Até eu caí nessa, veja bem. Eu, cujo único sonho era parar quieta em uma cidade só depois de passar uma infância inteira excursionando pelo interior de São Paulo. Nunca gostei de capital, abominava São Paulo e Rio desde sempre. E o problema foi esse, acho; essa cabeça de paulista de achar que só existem dois estados no Brasil.

Quando eu descobri a existência de Belo Horizonte, surgiu uma ilusão de uma capital tranquila, bacana, sem aquele estresse que eu costumava associar a metrópoles. E, de fato, nos primeiros anos foi assim. Não sei se porque de repente todo mundo teve a mesma ideia que eu ou se foi só o fato de que eu não punha meus pés fora da Pampulha.

Pode ser também que o poder aquisitivo tenha aumentado e o preço dos carros, diminuído. Porque a verdade é essa: o que me irrita, no fundo, é o trânsito, são os carros, é o levar duas horas pra chegar no trabalho. Porque, bem, eu sou a ‘sortuda que tem que pegar um ônibus só’.

Existem um milhão de desculpas. Toda vez que você questiona a necessidade dos carros, alguém ou fica profundamente ofendido ou concorda, mas faz a ressalva para o próprio caso, porque, afinal, “eu preciso muito”. E eu entendo a vontade, o sonho, o símbolo de status. Cada vez que eu entro num ônibus lotado, com gente me acotovelando pra pegar um lugar pra sentar, eu entendo. Todo mundo tem direito a querer ter conforto. Individualmente, isso é lindo; idealista, até. Só que quando a gente multiplica por um milhão e meio, acabamos é com um belo de um problema.

Belo Horizonte é a terceira capital com mais carros no Brasil. E, olha, não comporta de jeito nenhum. E o que você mais vê é gente querendo tirar carteira e botar mais um carro na rua. Gente que tá dentro do ônibus assistindo à insanidade e querendo contribuir mais um pouco. Dia desses eu estava num debate sobre isso com uma aluna e ela me disse, com ar de resposta óbvia: ‘se você fosse escolher entre ficar duas horas no ônibus e ficar duas horas no seu próprio carro, o que você escolheria?’ E eu respondi que o ônibus, na verdade, era a minha escolha. Ela arregalou os olhos e não soube muito bem como reagir diante de uma louca.

E eu sei o quanto a minha resposta é, sim, absurda. A minha escolha é absurda. Eu não posso nem sonhar em querer que metade da população bote a mão na consciência por uma causa dessa quando o serviço de transporte público é um lixo, os funcionários são mal pagos, mal treinados e fazem o que querem – além de atender muito, muito mal os usuários – e o preço da brincadeira só aumenta. É melhor mesmo ter um carro, mesmo que isso signifique que a população inteira da cidade vá chegar mais tarde para o jantar.

Eu não estou fazendo mimimi por fazer. Claro que minha relação com o trânsito é de ódio desde sempre, mas na verdade agora eu só estou frustrada, mesmo.

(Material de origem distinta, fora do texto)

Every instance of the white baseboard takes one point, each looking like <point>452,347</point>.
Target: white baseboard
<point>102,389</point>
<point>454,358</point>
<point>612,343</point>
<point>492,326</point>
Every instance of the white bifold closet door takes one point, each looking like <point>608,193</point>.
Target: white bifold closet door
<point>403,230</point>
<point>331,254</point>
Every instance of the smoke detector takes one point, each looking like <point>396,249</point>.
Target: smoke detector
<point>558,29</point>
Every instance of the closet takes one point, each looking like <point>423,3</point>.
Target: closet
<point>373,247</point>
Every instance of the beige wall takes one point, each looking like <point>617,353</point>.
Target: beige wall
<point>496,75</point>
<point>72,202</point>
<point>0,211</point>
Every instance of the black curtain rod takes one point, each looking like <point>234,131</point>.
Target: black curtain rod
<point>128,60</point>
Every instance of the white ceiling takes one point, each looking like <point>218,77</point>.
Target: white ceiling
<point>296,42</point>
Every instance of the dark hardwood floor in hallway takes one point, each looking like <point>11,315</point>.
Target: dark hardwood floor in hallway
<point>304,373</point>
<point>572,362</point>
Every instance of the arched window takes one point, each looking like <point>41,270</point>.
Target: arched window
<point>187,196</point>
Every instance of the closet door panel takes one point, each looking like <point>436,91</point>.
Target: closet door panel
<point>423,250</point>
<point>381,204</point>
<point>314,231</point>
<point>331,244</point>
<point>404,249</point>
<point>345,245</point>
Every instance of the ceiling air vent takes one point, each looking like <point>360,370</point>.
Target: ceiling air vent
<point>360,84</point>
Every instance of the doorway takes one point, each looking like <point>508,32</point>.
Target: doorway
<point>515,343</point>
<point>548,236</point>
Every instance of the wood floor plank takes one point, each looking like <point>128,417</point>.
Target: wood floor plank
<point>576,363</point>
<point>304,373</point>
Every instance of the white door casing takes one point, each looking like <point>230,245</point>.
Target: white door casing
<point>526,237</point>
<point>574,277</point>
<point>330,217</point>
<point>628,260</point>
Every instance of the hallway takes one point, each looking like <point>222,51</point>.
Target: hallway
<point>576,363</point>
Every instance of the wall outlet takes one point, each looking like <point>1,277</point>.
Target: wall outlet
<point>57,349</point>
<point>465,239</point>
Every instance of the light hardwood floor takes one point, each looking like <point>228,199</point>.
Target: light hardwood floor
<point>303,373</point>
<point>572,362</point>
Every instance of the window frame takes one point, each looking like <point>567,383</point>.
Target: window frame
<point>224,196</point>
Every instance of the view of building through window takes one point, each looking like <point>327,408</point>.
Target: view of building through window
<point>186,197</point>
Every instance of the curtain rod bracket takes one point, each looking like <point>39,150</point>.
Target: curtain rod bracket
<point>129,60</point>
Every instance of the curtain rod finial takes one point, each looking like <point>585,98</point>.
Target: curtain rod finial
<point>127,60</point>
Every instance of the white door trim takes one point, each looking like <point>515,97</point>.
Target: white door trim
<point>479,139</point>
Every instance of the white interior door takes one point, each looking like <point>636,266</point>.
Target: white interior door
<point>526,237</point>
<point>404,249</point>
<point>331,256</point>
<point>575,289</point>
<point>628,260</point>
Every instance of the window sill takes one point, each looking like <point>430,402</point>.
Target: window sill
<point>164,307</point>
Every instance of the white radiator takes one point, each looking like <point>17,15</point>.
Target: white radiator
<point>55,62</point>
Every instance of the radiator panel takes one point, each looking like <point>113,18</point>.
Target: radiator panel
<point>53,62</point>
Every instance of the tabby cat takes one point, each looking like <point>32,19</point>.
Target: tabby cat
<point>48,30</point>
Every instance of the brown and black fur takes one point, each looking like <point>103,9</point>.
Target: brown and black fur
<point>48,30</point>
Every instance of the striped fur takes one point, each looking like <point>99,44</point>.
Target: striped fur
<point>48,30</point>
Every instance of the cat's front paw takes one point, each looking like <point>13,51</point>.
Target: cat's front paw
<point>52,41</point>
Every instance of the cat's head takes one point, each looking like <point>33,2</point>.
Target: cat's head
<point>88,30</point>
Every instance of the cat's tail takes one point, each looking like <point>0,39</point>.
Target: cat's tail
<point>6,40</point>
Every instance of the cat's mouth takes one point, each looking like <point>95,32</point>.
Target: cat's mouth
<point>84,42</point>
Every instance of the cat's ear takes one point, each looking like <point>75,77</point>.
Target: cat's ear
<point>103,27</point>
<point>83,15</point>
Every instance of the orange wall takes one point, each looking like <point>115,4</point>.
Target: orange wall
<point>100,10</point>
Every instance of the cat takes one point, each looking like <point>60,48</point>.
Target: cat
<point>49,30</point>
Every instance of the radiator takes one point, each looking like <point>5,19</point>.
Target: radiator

Porque eu parei pra fazer as contas e me dei conta do tamanho do prejuízo que eu levo, de bolso e de vida. Trabalho 27 horas por semana. Vida boa? Preguiça? Não, trânsito. Pra cada hora de trabalho minha, eu gasto mais uma no trânsito. Ou seja, mais 27 por semana. São 27 horas que eu não posso usar para dar outras aulas.

Quando eu comento isso por aqui, a reação é sempre uma cara de interrogação. Qual o problema, afinal? Isso é normal. Pra quem não sabe o que é sair de casa pra um compromisso dez minutos antes e chegar a tempo, isso é normal. Pra quem não passa uma semana sem ver um acidente desnecessário, isso é normal. Pra quem não sabe o que é preferir ficar em casa no feriado a viajar porque a viagem vai render mais cansaço e estresse do que o saudável, isso é normal.

Neste exato momento, eu tenho dois compromissos para as próximas horas e estou seriamente tentada a não ir, porque quando chega o descanso tudo o que a minha alma velha quer é não ter que olhar pra rua.

Metropolitanos adoram tirar onda do pessoal do interior. Perdoem-lhes. Eles não sabem o que é vida.